House prices rise more than expected in July - Halifax

Lloyd Doyle
August 9, 2018

House prices gathered pace in July with annual growth up 3.3pc, the biggest increase in nine months, mortgage lender Halifax said on Tuesday - despite warning of a softness in the market.

Halifax also pointed to a "robust" labour market, notably the recent increases in people in full-time employment. Despite the recent modest improvement in mortgage approvals, the latest survey data for new buyer enquiries and agreed sales suggest that approvals will remain broadly flat until the end of the year.

United Kingdom home sales fell by 3 per cent in June, with the figure for the three months to June unchanged compared to the previous quarter, Halifax said.

Despite the rises, Halifax said housing activity remained "soft".

House prices grew 1.4 percent month-on-month in July, faster than the 0.9 percent rise in June.

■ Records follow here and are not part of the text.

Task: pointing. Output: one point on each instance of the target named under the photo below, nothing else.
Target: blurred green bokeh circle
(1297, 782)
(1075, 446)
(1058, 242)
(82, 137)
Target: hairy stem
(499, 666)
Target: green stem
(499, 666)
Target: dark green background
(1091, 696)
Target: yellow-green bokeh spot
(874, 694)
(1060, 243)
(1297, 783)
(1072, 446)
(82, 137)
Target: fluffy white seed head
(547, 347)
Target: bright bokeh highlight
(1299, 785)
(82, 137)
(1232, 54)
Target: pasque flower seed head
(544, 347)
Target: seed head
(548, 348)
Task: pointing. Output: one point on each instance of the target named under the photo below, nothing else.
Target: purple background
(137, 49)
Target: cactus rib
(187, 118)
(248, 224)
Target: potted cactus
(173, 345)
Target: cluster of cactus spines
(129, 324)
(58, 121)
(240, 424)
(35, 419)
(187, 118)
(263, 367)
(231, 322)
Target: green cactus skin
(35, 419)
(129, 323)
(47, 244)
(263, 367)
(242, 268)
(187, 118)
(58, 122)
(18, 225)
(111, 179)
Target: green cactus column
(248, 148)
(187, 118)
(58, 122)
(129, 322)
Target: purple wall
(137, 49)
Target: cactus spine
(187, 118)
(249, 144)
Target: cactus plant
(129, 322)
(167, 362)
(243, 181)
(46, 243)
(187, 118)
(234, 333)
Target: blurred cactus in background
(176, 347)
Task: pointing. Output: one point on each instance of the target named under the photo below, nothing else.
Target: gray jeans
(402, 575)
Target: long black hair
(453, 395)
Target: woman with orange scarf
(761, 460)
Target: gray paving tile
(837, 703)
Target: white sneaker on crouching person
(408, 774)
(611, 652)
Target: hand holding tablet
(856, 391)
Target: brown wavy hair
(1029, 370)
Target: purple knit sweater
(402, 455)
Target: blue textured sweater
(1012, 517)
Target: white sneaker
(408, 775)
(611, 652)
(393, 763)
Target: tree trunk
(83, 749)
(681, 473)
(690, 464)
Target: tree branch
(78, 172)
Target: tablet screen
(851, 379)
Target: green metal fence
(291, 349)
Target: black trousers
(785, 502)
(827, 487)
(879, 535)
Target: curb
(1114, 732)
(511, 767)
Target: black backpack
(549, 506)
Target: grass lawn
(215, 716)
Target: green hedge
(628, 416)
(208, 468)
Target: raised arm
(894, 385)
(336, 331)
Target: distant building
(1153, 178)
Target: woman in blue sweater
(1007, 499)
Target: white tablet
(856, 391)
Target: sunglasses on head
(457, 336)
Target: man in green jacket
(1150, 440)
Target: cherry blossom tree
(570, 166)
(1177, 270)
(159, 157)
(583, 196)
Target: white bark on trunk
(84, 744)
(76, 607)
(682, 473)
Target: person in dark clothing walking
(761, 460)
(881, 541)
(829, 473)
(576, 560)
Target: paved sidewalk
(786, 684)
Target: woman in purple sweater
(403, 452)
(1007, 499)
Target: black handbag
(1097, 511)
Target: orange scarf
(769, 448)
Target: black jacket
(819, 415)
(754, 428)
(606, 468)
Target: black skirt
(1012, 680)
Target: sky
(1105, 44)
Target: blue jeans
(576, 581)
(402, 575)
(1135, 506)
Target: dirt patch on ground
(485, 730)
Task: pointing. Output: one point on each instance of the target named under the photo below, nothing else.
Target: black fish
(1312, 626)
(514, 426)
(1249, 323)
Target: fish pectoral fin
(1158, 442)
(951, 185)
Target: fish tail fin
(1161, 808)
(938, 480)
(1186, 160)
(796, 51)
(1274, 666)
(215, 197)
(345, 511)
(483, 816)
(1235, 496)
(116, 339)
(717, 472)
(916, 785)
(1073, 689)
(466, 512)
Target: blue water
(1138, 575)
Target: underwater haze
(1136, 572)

House prices rose at their fastest rate since November last month as rising wages helped to alleviate the pressure on household budgets.

Galley's figures follow those from the Nationwide, released last week, which showed a more modest 0.6 per cent monthly rise and 2.5 per cent annual increase. The Bank of England's recent base rate increase was already largely priced into mortgage interest rates, and is unlikely to dampen the market significantly'.

"A lack of housing continues to challenge many would-be buyers". It is nearly as if the north/south divide is working in reverse with more activity outside rather than inside the capital.

"That tussle continues, even if the last two months have seen increases in both the number of mortgage approvals and the number of homes coming onto the market".

Foundation Home Loans marketing director Jeff Knight says: "With the Bank of England's decision to raise interest rates for only the second time in a decade, households feeling the pinch may be concerned that this could be the beginning of a new era". Viewings are up but it is hard to obtain commitment as political and economic uncertainty remain. "Prices are up annually and while a slightly tired market hasn't narrowed the unaffordability gap over the a year ago or two, it has at least stalled it from widening somewhat" he says.